Ноябрь близился к концу, за окном — метели, во дворце — полный штиль и никаких событий. Самое благоприятное время посвятить себя искусству и наукам, чем я и занялся с полной самоотдачей и воодушевлением. Благодаря тому, что я «сел в лужу» на нашем свадебном балу, я поклялся за кратчайшее время освоить менуэт и аллеманду. Но к «старому огурцу» на поклон я не пошёл, а вместо этого обратился к Даниилу Петровичу, который уже успел показать свои успехи в преподавании танцев, за полгода обучив свою супругу танцевать менуэт и аллеманду.

Даниила Петровича тоже страшно раздражал мсье Камбер, но причины у него были совсем иные: если я просто на дух не переносил жеманного, экзальтированного и совершенно бесцеремонного старика, который за столом постоянно вмешивался в разговор, то Даниил Петрович с юности ненавидел учителя за то, что он позволял себе обзывать его и брата «неповоротливыми медведями» и колотил их палкой. Конечно, ребятам это не нравилось, и они часто сбегали с уроков и вместе с крестьянскими мальчишками гоняли по дворам голубей — озорные, растрёпанные, в одной рубахе и босиком, и хоть бы кто им что сказал.

Пётр Иванович просто закрывал на всё это глаза или вовсе не обращал внимания — когда Данила и Гаврила были подростками, они практически не видели отца, так как тот сначала был на «стажировке» в Италии — изучал архитектуру, когда вернулся — проводил почти всё время на верфях, лишь изредка появляясь в поместье, потом он был призван в армию, после чего вновь отправлен в Европу доучиваться. В общем, родной дом он посещал крайне редко, поэтому старшие сыновья росли без отцовского внимания, под надзором всяких нянек, «дядек» и вредного приезжего француза. Видимо, «проворонив» старших сыновей, Пётр Иванович схватился за голову и отправил младшего в престижный университет, чтобы от братьев плохому не набрался.
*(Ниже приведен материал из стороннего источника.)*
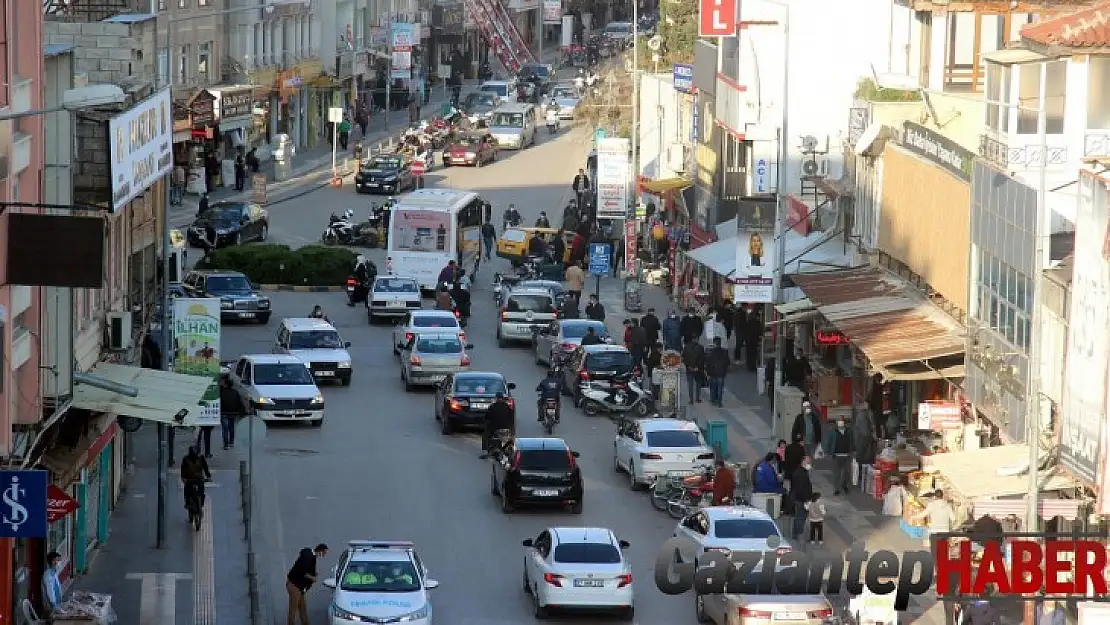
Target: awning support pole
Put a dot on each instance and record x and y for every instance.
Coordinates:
(104, 384)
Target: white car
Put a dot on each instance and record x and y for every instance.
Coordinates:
(278, 387)
(424, 321)
(319, 344)
(727, 528)
(647, 449)
(392, 296)
(578, 568)
(380, 582)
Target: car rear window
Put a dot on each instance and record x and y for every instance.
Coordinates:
(745, 528)
(587, 553)
(439, 321)
(674, 439)
(531, 303)
(545, 460)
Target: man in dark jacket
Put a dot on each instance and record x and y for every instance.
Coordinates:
(694, 360)
(652, 326)
(692, 326)
(716, 368)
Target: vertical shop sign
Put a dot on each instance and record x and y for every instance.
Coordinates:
(197, 350)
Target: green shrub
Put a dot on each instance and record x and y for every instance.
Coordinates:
(313, 265)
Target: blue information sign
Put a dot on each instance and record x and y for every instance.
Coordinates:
(23, 504)
(601, 259)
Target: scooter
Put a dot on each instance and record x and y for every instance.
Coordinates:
(629, 396)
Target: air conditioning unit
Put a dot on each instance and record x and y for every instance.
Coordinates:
(119, 331)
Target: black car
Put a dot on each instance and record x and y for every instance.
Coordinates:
(595, 364)
(239, 300)
(229, 223)
(537, 472)
(384, 173)
(463, 399)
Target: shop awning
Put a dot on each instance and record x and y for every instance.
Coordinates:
(719, 256)
(161, 394)
(902, 334)
(666, 184)
(984, 475)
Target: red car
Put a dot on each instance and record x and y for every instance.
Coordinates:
(471, 150)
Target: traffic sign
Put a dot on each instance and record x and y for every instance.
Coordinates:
(601, 259)
(23, 504)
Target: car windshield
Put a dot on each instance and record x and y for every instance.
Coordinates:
(577, 329)
(440, 345)
(545, 460)
(381, 577)
(282, 374)
(674, 439)
(395, 285)
(226, 283)
(745, 528)
(531, 303)
(437, 321)
(507, 120)
(587, 553)
(315, 340)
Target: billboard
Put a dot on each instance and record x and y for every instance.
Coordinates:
(197, 350)
(140, 147)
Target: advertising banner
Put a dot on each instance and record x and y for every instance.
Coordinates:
(197, 350)
(140, 145)
(614, 173)
(553, 12)
(754, 281)
(403, 37)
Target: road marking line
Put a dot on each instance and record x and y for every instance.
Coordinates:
(158, 594)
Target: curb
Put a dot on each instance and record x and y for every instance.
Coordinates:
(301, 289)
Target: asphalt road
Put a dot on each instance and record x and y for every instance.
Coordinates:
(379, 467)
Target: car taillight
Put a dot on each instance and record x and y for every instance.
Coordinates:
(553, 580)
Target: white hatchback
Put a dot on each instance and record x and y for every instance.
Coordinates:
(577, 568)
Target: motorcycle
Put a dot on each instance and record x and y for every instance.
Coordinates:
(629, 396)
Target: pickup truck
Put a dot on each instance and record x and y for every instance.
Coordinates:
(278, 387)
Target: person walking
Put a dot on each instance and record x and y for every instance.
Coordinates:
(716, 368)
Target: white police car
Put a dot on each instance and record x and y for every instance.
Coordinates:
(380, 582)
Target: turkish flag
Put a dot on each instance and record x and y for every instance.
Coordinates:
(59, 504)
(716, 18)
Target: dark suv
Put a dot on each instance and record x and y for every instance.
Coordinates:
(595, 364)
(239, 300)
(537, 472)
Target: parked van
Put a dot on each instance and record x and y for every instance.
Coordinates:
(514, 125)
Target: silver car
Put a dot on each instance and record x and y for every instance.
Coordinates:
(429, 358)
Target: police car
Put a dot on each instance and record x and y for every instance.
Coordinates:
(380, 582)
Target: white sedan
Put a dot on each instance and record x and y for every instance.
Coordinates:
(577, 568)
(646, 449)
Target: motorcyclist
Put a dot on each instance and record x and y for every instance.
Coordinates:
(548, 389)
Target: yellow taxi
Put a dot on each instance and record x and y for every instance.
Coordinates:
(514, 242)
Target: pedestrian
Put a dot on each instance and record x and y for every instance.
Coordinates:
(815, 514)
(807, 427)
(716, 368)
(801, 491)
(694, 360)
(843, 449)
(301, 576)
(672, 332)
(575, 282)
(231, 409)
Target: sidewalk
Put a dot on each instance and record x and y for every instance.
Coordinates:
(200, 577)
(851, 517)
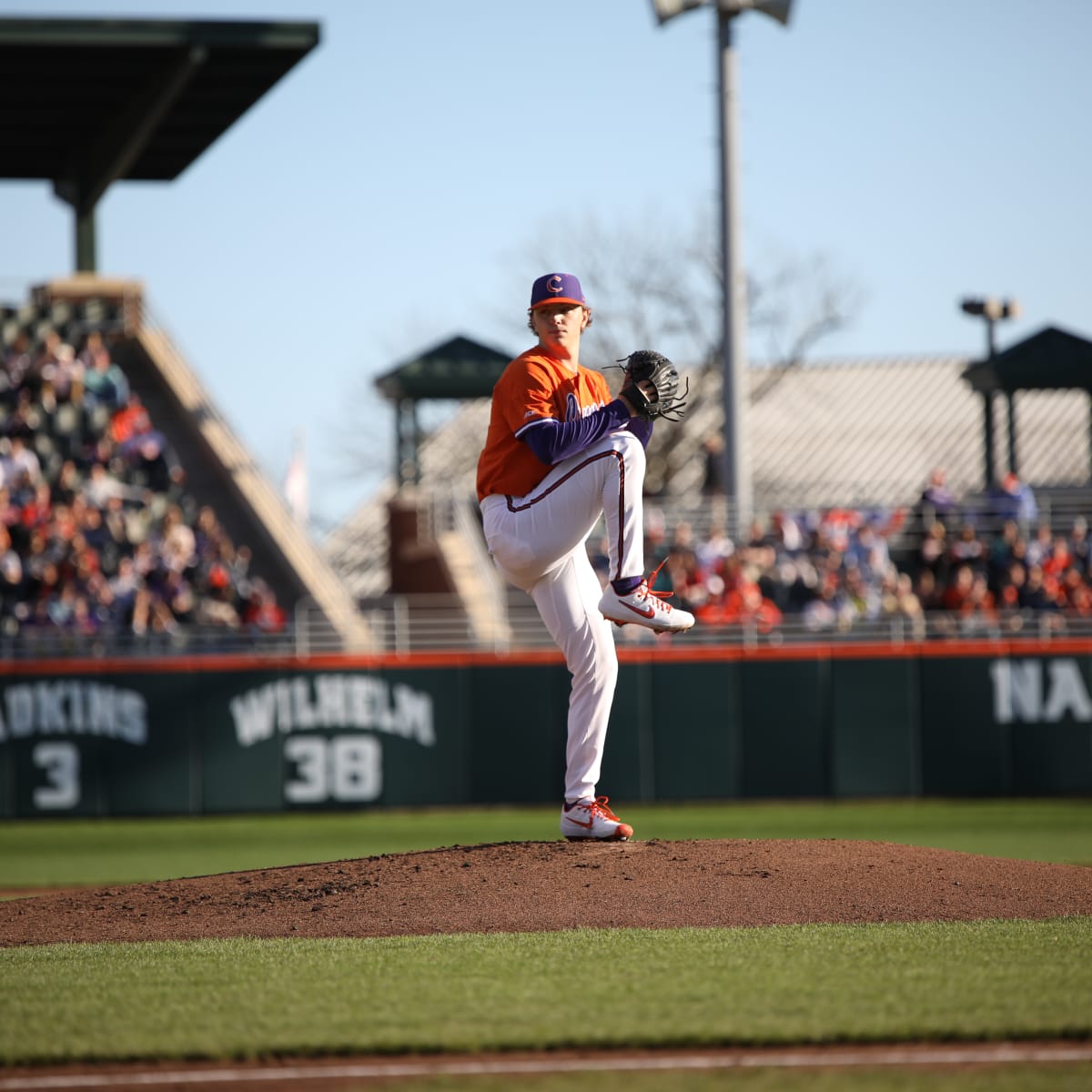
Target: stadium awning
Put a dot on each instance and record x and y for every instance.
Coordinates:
(1051, 359)
(87, 102)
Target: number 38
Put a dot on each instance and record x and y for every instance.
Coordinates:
(343, 769)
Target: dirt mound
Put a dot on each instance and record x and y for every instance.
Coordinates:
(523, 887)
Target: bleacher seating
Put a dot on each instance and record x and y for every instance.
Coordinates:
(103, 546)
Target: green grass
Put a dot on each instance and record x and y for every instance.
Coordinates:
(787, 986)
(871, 1079)
(70, 852)
(582, 988)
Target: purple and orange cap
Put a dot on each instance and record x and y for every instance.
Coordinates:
(557, 288)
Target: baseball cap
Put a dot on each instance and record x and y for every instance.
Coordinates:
(557, 288)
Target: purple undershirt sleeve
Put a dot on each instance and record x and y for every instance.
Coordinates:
(554, 440)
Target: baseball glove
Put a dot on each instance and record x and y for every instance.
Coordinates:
(647, 369)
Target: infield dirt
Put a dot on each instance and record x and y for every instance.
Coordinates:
(523, 887)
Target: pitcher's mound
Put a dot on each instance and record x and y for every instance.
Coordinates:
(520, 887)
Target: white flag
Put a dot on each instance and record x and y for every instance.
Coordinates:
(295, 481)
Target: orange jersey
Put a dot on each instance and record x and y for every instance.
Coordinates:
(532, 388)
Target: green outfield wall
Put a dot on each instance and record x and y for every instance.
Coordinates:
(241, 735)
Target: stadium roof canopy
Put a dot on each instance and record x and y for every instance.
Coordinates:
(87, 102)
(1051, 359)
(459, 369)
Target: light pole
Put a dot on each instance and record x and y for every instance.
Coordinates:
(992, 310)
(736, 452)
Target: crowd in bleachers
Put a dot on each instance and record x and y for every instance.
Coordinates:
(987, 567)
(98, 535)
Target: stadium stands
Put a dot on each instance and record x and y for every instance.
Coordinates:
(132, 520)
(842, 452)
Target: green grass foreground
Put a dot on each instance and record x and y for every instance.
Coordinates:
(71, 852)
(576, 988)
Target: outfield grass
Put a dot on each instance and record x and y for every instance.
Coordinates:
(57, 853)
(577, 988)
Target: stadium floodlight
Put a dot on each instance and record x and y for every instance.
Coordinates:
(775, 9)
(735, 453)
(993, 310)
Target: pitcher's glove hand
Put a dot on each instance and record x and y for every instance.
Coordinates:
(652, 386)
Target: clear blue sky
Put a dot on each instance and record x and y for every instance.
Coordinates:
(387, 194)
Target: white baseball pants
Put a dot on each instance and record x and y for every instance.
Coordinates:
(538, 543)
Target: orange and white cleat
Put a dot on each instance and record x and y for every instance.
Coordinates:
(644, 607)
(593, 822)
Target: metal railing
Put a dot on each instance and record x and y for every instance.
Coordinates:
(404, 625)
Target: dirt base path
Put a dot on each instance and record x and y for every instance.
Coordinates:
(541, 885)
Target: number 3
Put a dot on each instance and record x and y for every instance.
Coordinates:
(61, 763)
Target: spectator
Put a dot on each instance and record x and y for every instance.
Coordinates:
(130, 420)
(262, 614)
(105, 383)
(967, 549)
(1080, 546)
(1011, 500)
(937, 501)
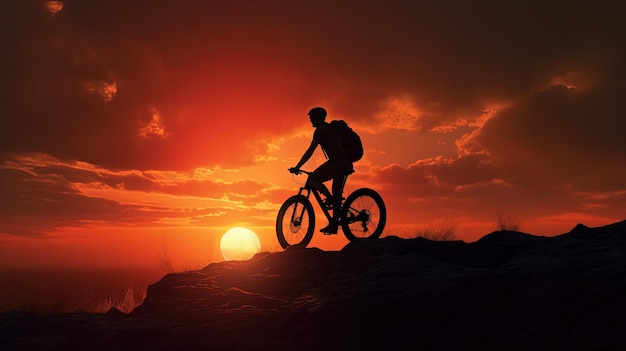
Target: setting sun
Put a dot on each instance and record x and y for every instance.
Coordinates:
(239, 244)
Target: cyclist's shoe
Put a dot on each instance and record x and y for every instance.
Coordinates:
(329, 203)
(330, 229)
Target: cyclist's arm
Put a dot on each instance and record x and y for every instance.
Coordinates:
(308, 153)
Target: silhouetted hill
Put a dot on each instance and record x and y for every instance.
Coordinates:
(507, 291)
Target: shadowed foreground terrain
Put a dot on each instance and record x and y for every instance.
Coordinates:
(509, 290)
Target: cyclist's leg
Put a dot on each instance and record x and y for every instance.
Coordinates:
(341, 170)
(322, 174)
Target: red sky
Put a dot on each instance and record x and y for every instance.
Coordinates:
(127, 124)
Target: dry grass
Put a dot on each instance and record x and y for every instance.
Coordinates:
(126, 302)
(507, 220)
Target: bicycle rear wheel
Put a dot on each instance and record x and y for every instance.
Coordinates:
(295, 222)
(363, 215)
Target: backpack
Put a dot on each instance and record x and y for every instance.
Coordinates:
(348, 139)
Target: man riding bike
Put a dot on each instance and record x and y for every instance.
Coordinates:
(337, 165)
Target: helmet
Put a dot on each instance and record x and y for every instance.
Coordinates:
(317, 112)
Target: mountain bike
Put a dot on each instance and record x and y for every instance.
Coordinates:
(361, 216)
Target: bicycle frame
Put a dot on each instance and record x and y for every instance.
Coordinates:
(318, 197)
(319, 200)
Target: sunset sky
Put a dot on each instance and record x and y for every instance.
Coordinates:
(130, 124)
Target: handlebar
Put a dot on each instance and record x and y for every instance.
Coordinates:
(298, 171)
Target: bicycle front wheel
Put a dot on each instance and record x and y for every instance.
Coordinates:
(295, 222)
(363, 215)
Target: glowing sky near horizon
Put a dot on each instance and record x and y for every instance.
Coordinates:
(183, 117)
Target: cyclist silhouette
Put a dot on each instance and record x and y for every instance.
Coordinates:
(338, 164)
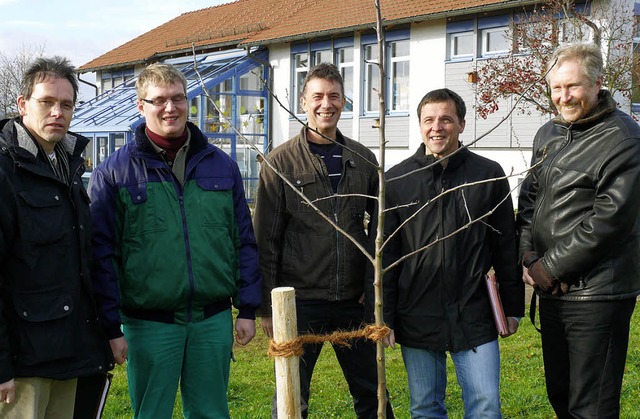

Как бы то ни было, несмотря на конфликт с учителем и небрежное посещение занятий в юности, Даниил Петрович сам прекрасно танцевал, а теперь ещё остальных учить собрался. Поэтому, в какой-то определённый момент мы с «братом» объединились против старикашки и втихаря начали набирать народ в танцкласс. Собрали целый «ансамбль»: я и Евдокия Матвеевна, за хореографическое образование которой Даниил Петрович взялся серьёзно и настоятельно.

Надо сказать, о своём решении «поступить» в класс к своему предку я пожалел уже на самом первом уроке. Новоявленный русский балетмейстер оказался ещё ужаснее французского: урок проводил, сидя на кресле в халате, командовал оттуда, а потом вдруг срывался с места, подходил к кому-нибудь из учеников, хватал за руки, за ноги, колотил по спине и заднице тростью и при этом орал что-то из этой серии:

— Да кто ж так руку держит! Лопаты, а не руки! Эй! Дунька! Что за реверанс, словно на горшок садишься! Не реверанс, а позорище! Сашка! Колено выверни! Что значит «больно», сейчас как палкой отхожу, вот тогда больно будет!

Словом, идеальный кадр для школы русского балета — помешанный садюга, ещё более вредный, чем мсье Камбер и ещё более агрессивный, чем Пётр Иванович. Никогда не забуду тот жуткий момент, когда он, в порыве ярости, бросился к своей главной ученице — своей супруге и, задрав ей юбку, стал разворачивать ей бёдра на девяносто градусов. Но хуже всего было то, что он сам поставил меня в пару с его женой — тоже, на самом деле, моим дальним предком, а в итоге начал ревновать и не позволял к ней прикасаться.